Former army officer Ollanta Humala, a polarizing populist, took an early lead in Sunday's presidential elections but fell far short of the majority needed to avoid a runoff, according to first official results.
The political newcomer had 27.6 percent of the vote with 30.4 percent of the ballots counted. Pro-business former congresswoman Lourdes Flores had 26.7 percent, and Alan Garcia, a center-leftist ex-president, had 25.7 percent.
The top two vote-winners from among 20 candidates will face each other in a runoff set for late May or early June.
Hours after being taunted by hundreds of opponents as he cast his ballot, Humala urged his followers to be calm and avoid violence.
"We see a large social fracture in the country and we don't want to deepen it," Humala said at his campaign headquarters.
A victory by Humala could tilt this Andean nation leftward toward Venezuela's Hugo Chavez. His main challengers vow to generally maintain free-market policies that have generated strong growth but little improvement in the lives of poor Peruvians.
Humala, 43, has instilled fear in many Peruvians, especially the middle and upper classes, by identifying with Chavez, Venezuela's militantly anti-U.S. president.
Hundreds of hostile protesters trapped the former army lieutenant colonel and his wife for nearly an hour at their Lima polling station with chants of "Assassin" and "You're the same as Chavez." A few threw rocks.

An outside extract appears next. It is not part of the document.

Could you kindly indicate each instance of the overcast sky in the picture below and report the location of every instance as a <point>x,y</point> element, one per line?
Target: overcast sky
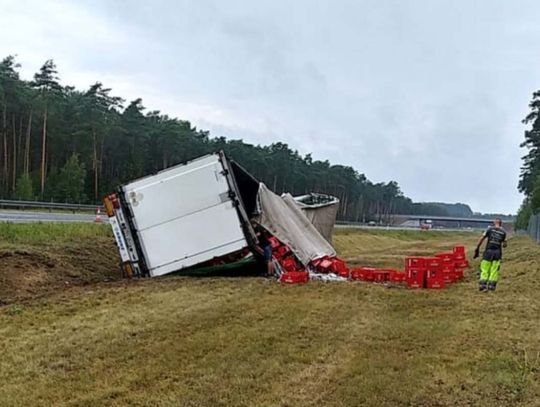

After voting, Humala and his wife were escorted to a car by riot police with clear plastic shields. Lloyd Axworthy, the former Canadian foreign minister heading an international observer team, accompanied the couple.
The "assassin" chants were an apparent reference to allegations that Humala committed human rights abuses in 1992 as the commander of a counterinsurgency base in Peru's eastern jungle. He denies any wrongdoing.
Humala, a law-and-order nationalist, has heavy support among Peru's poor, who feel bypassed by the country's recent strong economic growth. Most of the poor live in Andean mountain communities, where the Quechua-speaking inhabitants have suffered centuries of racial and ethnic discrimination by Peru's European-descended elite.
Exit polls showed Humala with overwhelming leads in locations such as Ayacucho, a mountain state that gave birth to the extreme-left Shining Path guerrillas a quarter century ago.
"In a country where most citizens suffer from racism, elections become an opportunity for them to take revenge," said human rights activist Wilfredo Ardito.
Humala belongs to a high-profile mestizo clan of avowed racists who believe Peru's "copper-colored" majority should have superior status over whites. He insists he does not share his relatives' views, but they have benefited him anyway.
Humala's image as a stern military man willing to fight crime and punish the corrupt has also been a powerful factor.
"I'm voting for Ollanta because he'll make it safer and get rid of the corrupt," said Nancy Perez Malpartida, a 45-year-old fruit vendor. "What's lacking here is a strong hand to battle street crime. With no police around, we have no way to defend ourselves."
Humala has pledged to favor Peruvian-owned businesses over foreign investors, raise taxes on foreign companies, spend more on the poor and rewrite Peru's constitution to strip power from a political class widely viewed as corrupt.
He openly admires the 1968-75 leftist dictatorship of Gen. Juan Velasco, who took over Peru's media, implemented a largely failed agrarian reform and forged close ties with the Soviet Union, reports the AP.